Lundi 2 juillet, la fameuse compagnie suisse Circa présente sa dernière création «Humans». Intrépides et élégants, ils repoussent les limites corporelles. Le Circus I love you se produira lui sur les trois derniers jours du festival : des artistes issus de six pays et formés dans les grandes écoles pour célébrer l’absurde sous les chapiteaux. Le Brésil sera aussi présent lors du dernier week-end avec «CRIA», un spectacle de passinho, danse populaire et explosive née au début des années 2000 dans les favelas de Rio. Une belle diversité, mais le festival n’oublie pas pour autant les artistes de la région : une troupe lyonnaise accueillie en résidence, Puéril Péril, et la compagnie stéphanoise Dyptik avec sa nouvelle création «Le cri», qui conclut une trilogie sur les révoltes et les désordres du monde. Stéphanois aussi, les Po’Boys ramènent de Nouvelle Orléans les parades exubérantes qui mixent diverses influences sonores, entre funk et musiques amérindiennes.

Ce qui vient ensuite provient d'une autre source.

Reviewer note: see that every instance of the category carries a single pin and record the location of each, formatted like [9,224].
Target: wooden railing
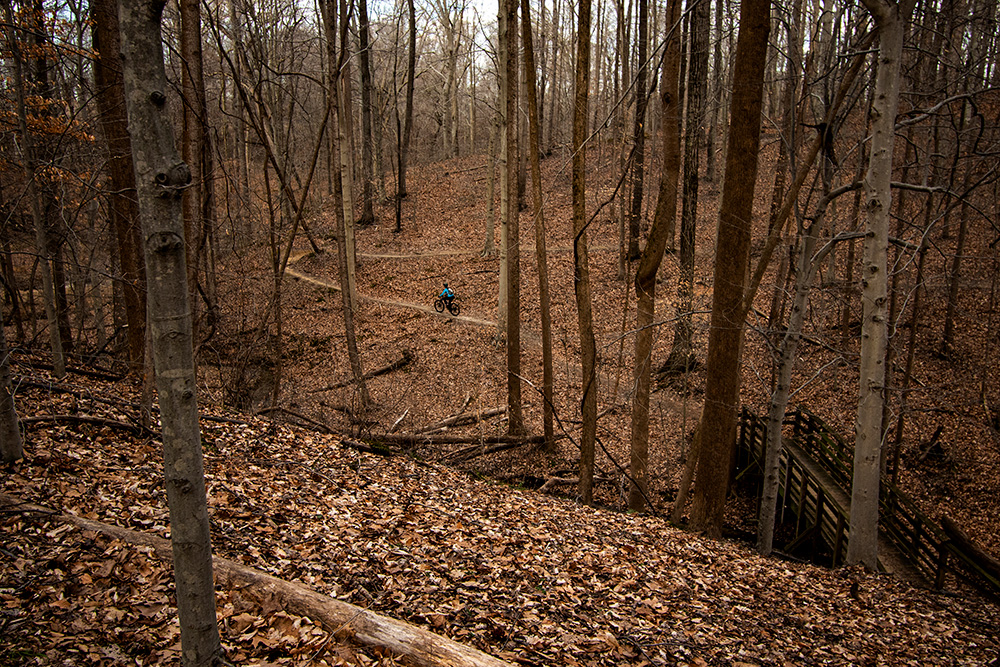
[918,538]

Enfin, deux installations au cœur de Saint Etienne. «Travelling», un bus pour découvrir la ville avec des personnages étranges, et «VIIA », une expérience sonore à base d’interviews d’artistes.
Des concerts également. Le musicien compositeur Goran Bregovic sera là avec le célèbre orchestre des mariages et des enterrements pour présenter son dernier album, Three Letters from Sarajevo. Mais aussi Les filles de L’Illighadad venues du désert nigérien, qui associent musique touarègue et guitares électriques. «Des voix exceptionnelles et une présence forte» souligne Jean-Philippe Mirandon. Sans oublier le franco-libanais Bachar Mar-Khalifé, un mélange de sonorités arabes et électro. De quoi passer de belles journées et de longues soirées.